# Eagle video I took



## Steve (Jan 15, 2000)

Spotted this guy while riding my bike today. Got on foot and captured some video.


----------



## Tilden Hunter (Jun 14, 2018)

The only trees I've seen eagle in are white pines like shown in the video. Has anyone seen an eagle in any other kind of tree?


----------



## don (Jan 20, 2001)

Numerous times around here I’ve seen them in tall Maples. We have a nest down the road in an old Ash that gets used every year.


----------



## sureshot006 (Sep 8, 2010)

Tilden Hunter said:


> The only trees I've seen eagle in are white pines like shown in the video. Has anyone seen an eagle in any other kind of tree?


----------



## ESOX (Nov 20, 2000)

Tilden Hunter said:


> The only trees I've seen eagle in are white pines like shown in the video. Has anyone seen an eagle in any other kind of tree?


See one in a huge white oak on the shore of St Clair every winter.
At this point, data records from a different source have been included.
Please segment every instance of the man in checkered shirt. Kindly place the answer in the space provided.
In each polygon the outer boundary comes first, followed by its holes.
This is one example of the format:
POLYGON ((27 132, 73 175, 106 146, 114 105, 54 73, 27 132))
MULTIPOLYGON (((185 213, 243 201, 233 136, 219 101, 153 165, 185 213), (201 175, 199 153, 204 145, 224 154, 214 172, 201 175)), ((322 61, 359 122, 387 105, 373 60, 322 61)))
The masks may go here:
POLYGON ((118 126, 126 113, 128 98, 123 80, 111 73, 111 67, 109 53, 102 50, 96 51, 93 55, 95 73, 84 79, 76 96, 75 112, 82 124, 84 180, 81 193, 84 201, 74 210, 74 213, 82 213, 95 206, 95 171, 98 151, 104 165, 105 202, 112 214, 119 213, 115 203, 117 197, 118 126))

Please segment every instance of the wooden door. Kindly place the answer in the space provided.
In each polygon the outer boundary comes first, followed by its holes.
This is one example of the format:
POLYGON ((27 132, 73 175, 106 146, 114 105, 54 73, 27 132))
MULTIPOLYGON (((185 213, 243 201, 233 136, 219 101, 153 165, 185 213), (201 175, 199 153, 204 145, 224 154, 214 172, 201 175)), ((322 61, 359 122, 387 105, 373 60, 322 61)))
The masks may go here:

Another spends it's time atop a phone pole in Antrim County


----------



## kroppe (May 7, 2000)

My wife and I see two eagles relatively often on our bike ride, the photo shows one of them. 

We saw an eagle this past weekend in Shenandoah National Park in western Virginia, flying among oaks and other hardwoods.

In Fremont, MI I have seen an eagle in the an oak tree. Nice to see eagles with some regularity.


----------